Feature Importance#

Global Feature Importance#

We measure the global feature importance by the significance of the difference between cluster-wise feature distributions. Features, which have significantly different distributions across clusters, have a high feature importance, while features, which have a similar feature distribution across clusters have a low feature importance. Those features are considered to be less important in the decision making process of the Random Forest model, because no clear rules can be derived from those features.
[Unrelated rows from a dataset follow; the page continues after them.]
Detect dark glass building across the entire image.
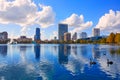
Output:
[58,24,68,41]
[34,28,40,41]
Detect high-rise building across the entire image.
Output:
[93,28,100,37]
[80,32,87,39]
[72,32,77,41]
[34,28,40,41]
[64,32,71,41]
[0,32,8,40]
[58,24,68,41]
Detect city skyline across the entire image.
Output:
[0,0,120,40]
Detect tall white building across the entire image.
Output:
[93,28,100,37]
[72,32,77,41]
[0,32,8,40]
[64,32,71,41]
[80,32,87,39]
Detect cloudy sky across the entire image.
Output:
[0,0,120,40]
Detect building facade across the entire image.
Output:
[93,28,100,37]
[80,32,87,39]
[34,28,40,41]
[64,32,71,41]
[58,24,68,41]
[72,32,77,41]
[17,36,32,43]
[0,32,8,40]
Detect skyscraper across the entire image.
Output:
[64,32,71,41]
[93,28,100,37]
[72,32,77,41]
[34,28,40,41]
[58,24,68,41]
[80,32,87,39]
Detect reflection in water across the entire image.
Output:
[80,46,87,56]
[110,48,120,54]
[20,46,27,54]
[0,45,7,56]
[0,44,120,80]
[72,46,77,55]
[34,44,40,60]
[58,44,71,64]
[92,45,101,59]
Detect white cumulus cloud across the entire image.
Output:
[0,0,55,32]
[61,14,93,33]
[96,10,120,32]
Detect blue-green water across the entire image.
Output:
[0,44,120,80]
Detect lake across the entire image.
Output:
[0,44,120,80]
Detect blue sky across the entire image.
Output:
[0,0,120,39]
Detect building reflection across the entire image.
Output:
[58,44,71,64]
[72,46,77,55]
[80,46,88,57]
[34,44,40,60]
[92,45,101,59]
[109,48,120,56]
[20,46,27,54]
[0,45,7,56]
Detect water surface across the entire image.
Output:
[0,44,120,80]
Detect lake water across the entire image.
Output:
[0,44,120,80]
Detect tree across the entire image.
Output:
[106,33,115,43]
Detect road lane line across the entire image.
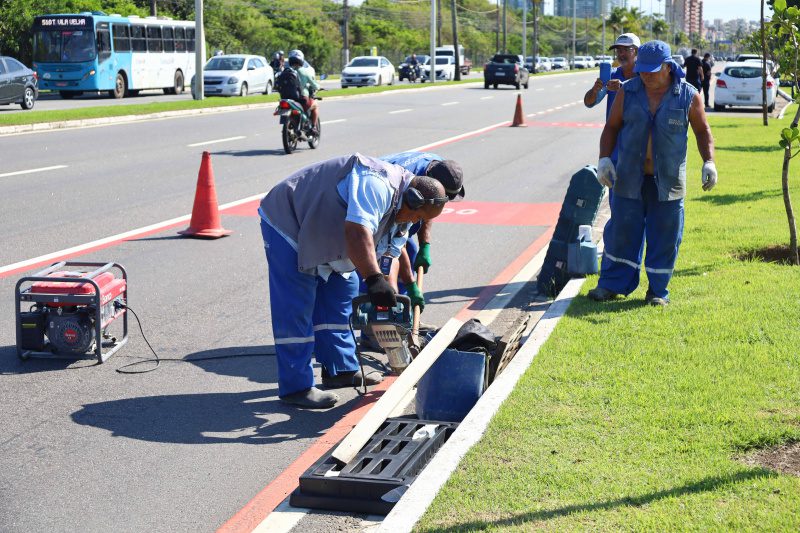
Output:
[186,135,246,148]
[0,165,67,178]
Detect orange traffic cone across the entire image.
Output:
[511,94,527,128]
[178,152,232,239]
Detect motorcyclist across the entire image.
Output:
[408,54,420,78]
[289,50,320,135]
[269,50,284,72]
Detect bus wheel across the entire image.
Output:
[108,72,127,98]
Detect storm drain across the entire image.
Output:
[289,418,458,514]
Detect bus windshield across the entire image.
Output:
[33,30,97,63]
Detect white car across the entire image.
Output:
[421,56,456,81]
[714,61,778,113]
[342,56,394,89]
[192,54,275,96]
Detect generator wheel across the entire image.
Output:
[283,117,299,154]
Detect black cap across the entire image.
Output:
[426,159,464,202]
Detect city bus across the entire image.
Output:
[33,11,195,99]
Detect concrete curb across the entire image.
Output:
[376,278,586,533]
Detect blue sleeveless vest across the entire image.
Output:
[614,76,697,201]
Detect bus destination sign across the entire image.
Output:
[33,16,92,30]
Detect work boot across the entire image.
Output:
[586,285,619,302]
[644,289,669,307]
[322,367,383,389]
[280,387,339,409]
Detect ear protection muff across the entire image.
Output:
[403,187,450,210]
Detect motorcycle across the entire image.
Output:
[272,89,322,154]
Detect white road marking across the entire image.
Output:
[0,165,67,178]
[186,135,247,148]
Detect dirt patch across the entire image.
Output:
[736,244,794,265]
[742,442,800,477]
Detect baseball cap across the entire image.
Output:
[608,33,642,50]
[426,159,464,202]
[633,41,675,72]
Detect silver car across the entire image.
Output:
[192,54,275,96]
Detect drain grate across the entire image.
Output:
[289,418,458,514]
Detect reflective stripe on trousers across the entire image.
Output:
[597,176,683,298]
[261,220,358,396]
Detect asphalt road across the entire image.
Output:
[0,68,603,532]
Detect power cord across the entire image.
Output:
[114,301,275,374]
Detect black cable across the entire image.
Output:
[114,303,275,374]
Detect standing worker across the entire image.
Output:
[583,33,641,163]
[588,41,717,306]
[702,52,714,109]
[258,153,447,409]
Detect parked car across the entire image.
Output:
[342,56,394,89]
[192,54,275,96]
[0,56,39,109]
[397,54,430,81]
[714,61,778,112]
[422,56,456,81]
[483,54,530,89]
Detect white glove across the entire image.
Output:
[597,157,616,189]
[702,161,717,191]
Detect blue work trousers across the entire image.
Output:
[261,220,358,396]
[597,176,683,298]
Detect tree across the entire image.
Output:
[771,0,800,265]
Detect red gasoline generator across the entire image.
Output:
[14,261,128,363]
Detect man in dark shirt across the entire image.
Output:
[683,48,703,92]
[702,52,713,109]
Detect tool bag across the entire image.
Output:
[536,165,605,298]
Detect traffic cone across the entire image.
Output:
[178,152,232,239]
[511,93,527,128]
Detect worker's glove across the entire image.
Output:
[414,241,431,274]
[597,157,617,189]
[406,281,425,313]
[702,161,717,191]
[364,274,397,307]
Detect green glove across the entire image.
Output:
[414,242,431,274]
[406,281,425,313]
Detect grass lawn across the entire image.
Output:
[417,110,800,531]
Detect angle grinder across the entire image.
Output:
[352,294,412,374]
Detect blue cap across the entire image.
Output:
[633,41,686,79]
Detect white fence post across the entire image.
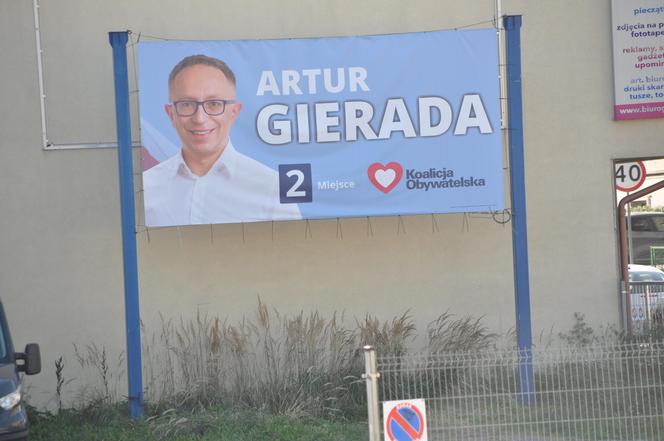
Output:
[362,346,380,441]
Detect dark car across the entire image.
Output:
[630,212,664,265]
[0,302,41,441]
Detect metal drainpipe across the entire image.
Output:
[618,180,664,335]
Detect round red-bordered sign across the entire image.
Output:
[385,403,425,441]
[615,161,646,192]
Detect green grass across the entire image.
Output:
[30,406,368,441]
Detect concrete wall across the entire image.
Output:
[0,0,664,404]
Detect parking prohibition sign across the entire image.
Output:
[383,399,427,441]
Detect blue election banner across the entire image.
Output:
[138,29,504,226]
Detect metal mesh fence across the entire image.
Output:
[377,343,664,441]
[630,282,664,335]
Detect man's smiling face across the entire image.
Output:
[165,64,242,160]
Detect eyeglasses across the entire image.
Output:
[171,100,235,116]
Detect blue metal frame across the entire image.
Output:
[503,15,535,403]
[108,32,143,419]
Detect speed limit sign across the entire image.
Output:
[616,161,646,192]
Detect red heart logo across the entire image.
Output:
[367,162,403,194]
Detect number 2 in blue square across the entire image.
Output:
[279,164,313,204]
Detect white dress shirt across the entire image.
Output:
[143,140,302,227]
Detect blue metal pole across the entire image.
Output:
[108,32,143,419]
[503,15,535,403]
For continuous variables, we apply an Anova test to test if the cluster-wise feature mean is varying significantly between the clusters. For categorical variables, we use a Chi-Square test to test if there is a relation of the feature across clusters. For feature visualization we only consider features that are below a significance threshold that is adjustable by the user (default value is \(p\leq 0.01\)).
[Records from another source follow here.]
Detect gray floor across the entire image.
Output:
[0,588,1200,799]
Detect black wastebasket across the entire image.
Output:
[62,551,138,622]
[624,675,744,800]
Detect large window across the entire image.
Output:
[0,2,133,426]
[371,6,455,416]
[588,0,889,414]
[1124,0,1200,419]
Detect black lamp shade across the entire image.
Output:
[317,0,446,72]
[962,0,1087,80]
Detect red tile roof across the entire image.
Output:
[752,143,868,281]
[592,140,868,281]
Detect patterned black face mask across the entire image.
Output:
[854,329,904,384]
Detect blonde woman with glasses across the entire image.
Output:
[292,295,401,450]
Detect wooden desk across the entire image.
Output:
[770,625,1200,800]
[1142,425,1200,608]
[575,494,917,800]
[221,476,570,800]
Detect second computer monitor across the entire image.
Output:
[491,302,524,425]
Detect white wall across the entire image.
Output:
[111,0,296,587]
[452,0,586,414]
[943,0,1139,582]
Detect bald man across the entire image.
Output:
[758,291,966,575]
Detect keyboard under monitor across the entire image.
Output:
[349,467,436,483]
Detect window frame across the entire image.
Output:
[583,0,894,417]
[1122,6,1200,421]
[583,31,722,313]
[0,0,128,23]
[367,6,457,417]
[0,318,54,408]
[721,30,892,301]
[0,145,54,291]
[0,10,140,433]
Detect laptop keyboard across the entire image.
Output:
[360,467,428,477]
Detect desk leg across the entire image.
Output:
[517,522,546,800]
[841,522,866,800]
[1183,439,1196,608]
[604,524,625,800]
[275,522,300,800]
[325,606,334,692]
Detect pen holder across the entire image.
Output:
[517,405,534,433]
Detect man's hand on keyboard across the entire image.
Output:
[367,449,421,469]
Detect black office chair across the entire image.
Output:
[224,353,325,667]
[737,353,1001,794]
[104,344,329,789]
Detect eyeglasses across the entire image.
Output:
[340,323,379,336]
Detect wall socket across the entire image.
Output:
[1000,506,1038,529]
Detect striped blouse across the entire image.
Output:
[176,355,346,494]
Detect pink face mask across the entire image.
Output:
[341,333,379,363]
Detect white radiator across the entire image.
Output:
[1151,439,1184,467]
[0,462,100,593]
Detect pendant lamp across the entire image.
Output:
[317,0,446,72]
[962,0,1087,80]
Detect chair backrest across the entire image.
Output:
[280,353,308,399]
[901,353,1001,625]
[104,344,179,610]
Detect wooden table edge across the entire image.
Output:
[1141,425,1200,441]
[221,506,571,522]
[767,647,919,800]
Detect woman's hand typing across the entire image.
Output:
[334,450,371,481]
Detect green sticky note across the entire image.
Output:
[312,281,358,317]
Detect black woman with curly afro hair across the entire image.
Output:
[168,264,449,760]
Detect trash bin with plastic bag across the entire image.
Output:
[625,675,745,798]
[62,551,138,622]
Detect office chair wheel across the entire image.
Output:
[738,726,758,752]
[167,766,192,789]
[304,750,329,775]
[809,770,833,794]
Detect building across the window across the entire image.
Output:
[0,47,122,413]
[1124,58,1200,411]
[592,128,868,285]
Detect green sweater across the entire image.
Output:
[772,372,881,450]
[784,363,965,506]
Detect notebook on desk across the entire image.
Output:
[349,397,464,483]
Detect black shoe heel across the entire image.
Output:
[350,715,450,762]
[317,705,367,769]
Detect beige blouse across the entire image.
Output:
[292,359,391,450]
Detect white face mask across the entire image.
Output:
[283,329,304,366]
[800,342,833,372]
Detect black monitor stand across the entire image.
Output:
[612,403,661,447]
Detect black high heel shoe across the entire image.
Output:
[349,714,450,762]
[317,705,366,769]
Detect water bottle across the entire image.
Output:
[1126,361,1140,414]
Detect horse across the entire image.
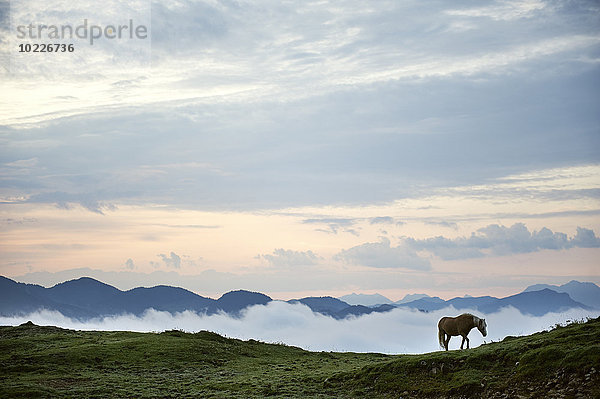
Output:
[438,313,487,350]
Since a small p-value indicates a relevant feature, we define the global feature importance as \(\text{global_feature_importance} = 1-p-value\)

Local Feature Importance#

Forest-Guided Clustering allows to split the data into clusters that follow similar decision paths in the Random Forest model. In order to understand the relevance of each feature for a specific cluster, we compute a local ( = cluster-wise) feature importance metric.

We define that the local feature importance for a particular feature in cluster is high, if a statistical test indicates with strong significance, that the feature values attributed to this cluster are not randomly drawn from the full feature values. For continuous features, we test if the variance of a particular feature is significantly smaller for a cluster compared to the full dataset. For categorical features, we test if the impurity score of a feature (see General Algorithm for the definition of the impurity score) is significantly lower for the cluster compared to the full dataset.
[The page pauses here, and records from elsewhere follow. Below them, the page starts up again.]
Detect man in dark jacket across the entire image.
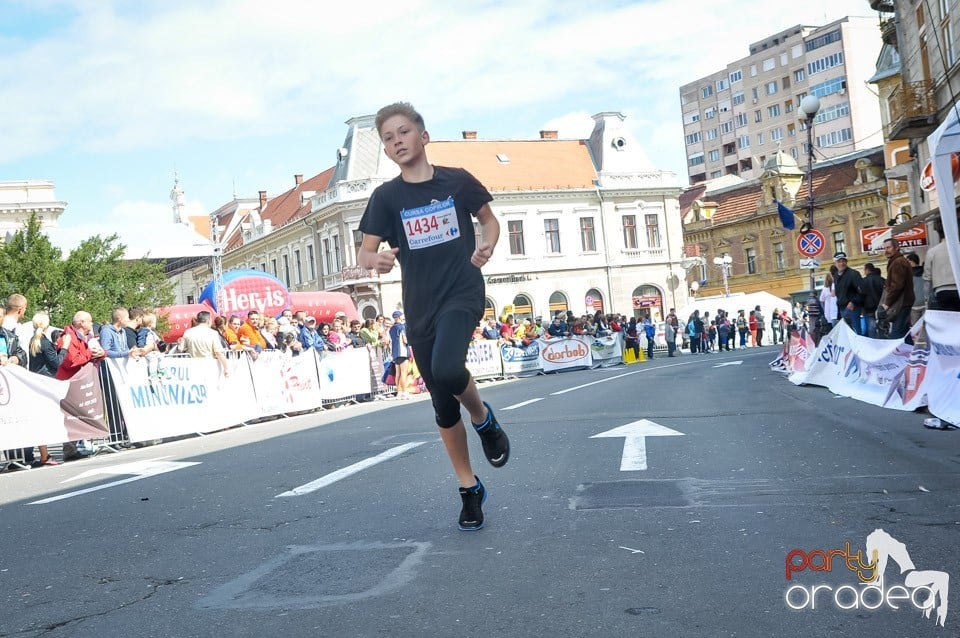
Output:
[833,252,863,334]
[860,264,885,339]
[877,237,914,339]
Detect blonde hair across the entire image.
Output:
[374,102,426,135]
[30,312,50,356]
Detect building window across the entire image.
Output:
[580,217,597,253]
[623,215,637,250]
[807,51,843,75]
[806,29,840,53]
[323,237,333,275]
[813,102,850,124]
[644,214,660,248]
[817,128,853,148]
[510,220,526,255]
[543,219,560,255]
[833,230,847,253]
[810,76,847,98]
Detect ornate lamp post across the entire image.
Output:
[713,254,733,297]
[800,95,820,343]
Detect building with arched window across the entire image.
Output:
[180,112,687,324]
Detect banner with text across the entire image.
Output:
[106,357,258,442]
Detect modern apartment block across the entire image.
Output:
[680,16,883,184]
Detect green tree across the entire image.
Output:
[63,235,174,323]
[0,214,64,325]
[0,215,174,326]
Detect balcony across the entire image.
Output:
[887,81,939,140]
[880,18,897,47]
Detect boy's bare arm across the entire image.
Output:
[470,204,500,268]
[357,234,400,275]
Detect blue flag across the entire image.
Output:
[773,199,797,230]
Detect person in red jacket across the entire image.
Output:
[57,310,107,380]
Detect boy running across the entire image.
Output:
[357,102,510,531]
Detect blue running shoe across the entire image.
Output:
[472,401,510,467]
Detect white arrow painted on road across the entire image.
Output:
[30,456,200,505]
[590,419,683,472]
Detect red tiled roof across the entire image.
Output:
[260,167,334,228]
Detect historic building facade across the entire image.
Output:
[181,112,687,324]
[680,148,887,302]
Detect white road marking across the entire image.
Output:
[590,419,683,472]
[500,397,543,410]
[713,361,743,368]
[28,456,200,505]
[274,441,426,498]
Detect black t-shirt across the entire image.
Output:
[359,166,493,343]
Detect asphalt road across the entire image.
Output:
[0,348,960,637]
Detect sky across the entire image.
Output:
[0,0,879,250]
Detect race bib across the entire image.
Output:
[400,197,460,250]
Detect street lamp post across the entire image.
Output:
[800,95,820,343]
[713,254,733,297]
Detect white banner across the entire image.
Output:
[790,310,960,424]
[467,339,503,379]
[106,357,259,441]
[540,337,593,372]
[0,364,109,450]
[250,348,324,416]
[317,348,372,400]
[499,339,544,377]
[590,332,623,368]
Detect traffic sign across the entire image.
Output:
[797,230,827,257]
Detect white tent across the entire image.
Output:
[927,103,960,296]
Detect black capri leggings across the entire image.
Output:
[410,310,477,428]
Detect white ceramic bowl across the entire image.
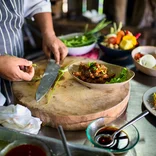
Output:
[131,46,156,77]
[59,33,96,56]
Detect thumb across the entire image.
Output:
[17,58,32,66]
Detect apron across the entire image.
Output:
[0,0,24,105]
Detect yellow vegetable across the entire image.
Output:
[119,35,137,50]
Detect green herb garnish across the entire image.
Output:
[106,68,128,83]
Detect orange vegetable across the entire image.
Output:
[108,37,116,44]
[116,30,125,44]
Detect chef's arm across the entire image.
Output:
[34,12,55,35]
[34,12,68,64]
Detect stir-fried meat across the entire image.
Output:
[73,62,115,83]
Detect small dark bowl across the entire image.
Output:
[98,43,132,58]
[98,37,136,59]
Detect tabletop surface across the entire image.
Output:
[39,55,156,156]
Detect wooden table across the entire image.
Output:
[39,61,156,156]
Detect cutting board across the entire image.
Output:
[13,57,130,130]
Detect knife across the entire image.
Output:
[36,59,60,102]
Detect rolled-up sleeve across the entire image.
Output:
[24,0,51,17]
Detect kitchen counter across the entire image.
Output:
[39,57,156,156]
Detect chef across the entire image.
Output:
[0,0,67,105]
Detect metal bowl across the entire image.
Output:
[0,138,52,156]
[86,117,139,154]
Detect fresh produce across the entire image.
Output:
[61,19,111,47]
[101,22,141,50]
[134,52,156,69]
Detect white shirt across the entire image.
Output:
[24,0,51,17]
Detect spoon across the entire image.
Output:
[95,110,149,147]
[58,125,71,156]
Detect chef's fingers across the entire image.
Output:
[20,66,35,81]
[59,46,68,61]
[52,48,60,64]
[43,46,51,59]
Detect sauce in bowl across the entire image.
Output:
[5,144,46,156]
[95,126,129,150]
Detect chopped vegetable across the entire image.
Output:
[116,30,125,44]
[101,22,141,50]
[107,68,128,83]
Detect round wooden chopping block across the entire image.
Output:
[13,57,130,130]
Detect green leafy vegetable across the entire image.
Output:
[60,19,111,47]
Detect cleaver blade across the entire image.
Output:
[36,59,60,102]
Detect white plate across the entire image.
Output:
[143,87,156,116]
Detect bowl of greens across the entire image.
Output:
[59,32,96,56]
[59,19,111,56]
[68,60,135,89]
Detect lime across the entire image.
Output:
[139,54,156,68]
[120,35,137,50]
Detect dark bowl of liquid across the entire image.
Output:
[86,118,139,154]
[1,139,52,156]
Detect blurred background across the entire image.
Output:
[23,0,156,56]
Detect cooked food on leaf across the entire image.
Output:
[73,62,127,84]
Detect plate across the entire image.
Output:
[143,87,156,116]
[68,60,135,89]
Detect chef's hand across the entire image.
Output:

We compute the p-value for the null hypothesis (the test statistic for this cluster is not smaller than the test statistics for the total dataset) of this particular feature. The p-value is computed using bootstrapping. For a cluster \(A\) with \(n_A\) data points we compute the test statistics T (variance in case of continuous variables or impurity in case of categorical variables) on feature X: \(T(X_A)\). To test if the statistics \(T(X_A)\) allows to discriminate this cluster against the full dataset we bootstrap b random subsets \(B_b\) of size \(n_A\) (same size as the cluster \(A\)) from the full dataset. The p-value is then defined as the proportion of the bootstrapped subsets for which \(T(X_{B_b})<T(X_A)\). Thus we get:

\(\text{local_feature_importance} = 1-\frac{\sum_{b=1}^n Ind\left(T(X_{B_n})<T(X_A)\right)}{n}\)

with \(Ind()\) being the indicator function that equals one when its argument is true and zero otherwise. A small p-value indicates that the cluster is significantly different from the rest of the data, regarding that feature. Analogous to the global feature importance we define the local feature importance as \(\text{local_feature_importance} = 1-p-value\), where a high feature importance shows that this feature allows to discriminate this cluster from a randomly selected subset of the total dataset.